The One Thing We Can’t Forget About North Korea (and Everywhere Else)

by | May 8, 2017

This article originally appeared at Anti-Media. 

 

“It was easy enough to spot my cheerleader: She was the only person shouting in a crowd of quiet, curious, shy supporters. Her visage dug with deep wrinkles, but she was full of energy and smiles. When I saw her, I merged to the right and gave her a high-five. When I did, a group of women started to cheer me, (‘Bali! Bali!’), and a bunch of kids ran toward me to get their own high-fives. The ice was broken.”

Nick Busca was a foreigner running in a marathon, and up until that point, as he describes in an enlightening Quartz piece that ran Friday, the host country’s citizens had been standoffish. But as Busca would later explain, once the connection was made on the human level, everything else fell away.

Considering this first-hand account — particularly within the context of the current mainstream news headlines — it may surprise readers to know that the host nation Busca is describing is North Korea.

The marathoner opens his story with pain, explaining how his training had been inadequate for the Southeast Asia climate. Busca was in “all sorts of trouble,” he writes, when he heard his cheerleader’s words.

“Bali! Bali!,” incidentally, means “Quicker! Quicker!”

Busca explains that while he was still in physical agony, the simple human gestures were enough to bring his mind back into focus:

“However, those few words of encouragement were able to distract me temporarily from the pain and bring me back to (sur)reality: I was running the North Korea Marathon.”

This wasn’t the first time Nick Busca had run the Mangyongdae Prize International Marathon, which is held annually in the North Korean capital city of Pyongyang. He’s been running the 42 kilometer race for the past three years and says the positive feedback he got from locals this year is by no means atypical.

“It wasn’t the first time I had bonded with fellow amateur athletes in North Korea,” he writes for Quartz. “In 2014, I found myself talking to an engineering student on a chairlift at the Masik Pass Ski Resort; on the flight there from Beijing, I also chatted with a few members of a women’s soccer team who were coming back from a tournament in Asia.”

Continuing:

“The day after this year’s marathon, with our legs begging for mercy, my tour group visited a soccer academy and played with six- and seven-year-old children.
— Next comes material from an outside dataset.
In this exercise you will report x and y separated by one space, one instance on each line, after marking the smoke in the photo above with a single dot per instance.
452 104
In all of these occasions, when the language barrier kept our cultures apart, sports functioned as a catalyst for social interaction.”

Busca points out that the Olympic charter, which the marathoner notes is held up as “the pinnacle of how we value sports,” promotes a “peaceful society, the preservation of human dignity, and the celebration of friendship as its main values.”

He also reminds readers that even among bitter enemies, sports can act as a vehicle to find common ground as negative, even violent tendencies among participants are being expressed in “a war with the bloodshed of real conflicts.”

But perhaps the most deeply penetrating part of Busca’s narrative comes when he’s addressing the problems with the isolated country.

Acknowledging the demonization of the Kim Jong-un regime in the press and admitting that sure, a lot of what’s being said may be true, the runner says it’s difficult to consider all the negativity when encountering the actual people of North Korea — and that if you do choose to condemn, then you should direct that condemnation toward those who actually deserve it.

“It is hard to travel there without having these kinds of reports in my mind,” Busca writes of the Hermit Kingdom, “but through my journey, I learned that even when we legitimately condemn a regime, we must keep the top of its political pyramid separated from the bottom.”

Then, in moments of almost stunning clarity — sad commentary on an age where reports of drone strikes killing civilians barely register a response from the public — Busca states what would be common sense in a sane world:

“A country’s people may be subjugated to the decisions of their government, but they have their own lives and values — and deserve more than being held to the same ethical judgements we hold their leaders.”

It must be noted here that the same logic should apply to the people of any and all nations.

If you truly believe Bashar al-Assad is an evil dictator who gases his own civilians, then hate him — but don’t let that hatred spill down to the women and children who are being blown apart by bomb-dropping robots in Syria.

If you truly believe Saddam Hussein was a ruthless authoritarian who deserved to be ousted and eventually hanged, then run with that. But don’t for a second believe that the people in the streets of Baghdad had anything to do with the atrocities you associate with their country’s leader.

And if you choose to believe that North Korea is a nuclear threat to its surrounding neighbors, terrific. But try your best to remember that the human beings living under Kim Jong-un’s rule play no part in the decision-making.

I’ll close here with one of Busca’s lines that echoes the feeling he started the piece off with: pain.

Because for many of us, the drone strikes do register. The innocent dead are felt. We didn’t know them, but we know they didn’t deserve to die. And so, their pain, and the pain of the loved ones left behind, becomes ours. Or, as Nick Busca so truthfully states:

“By the 30km mark, it doesn’t matter what country you’re from or what kind of life you live: You just want it to stop.”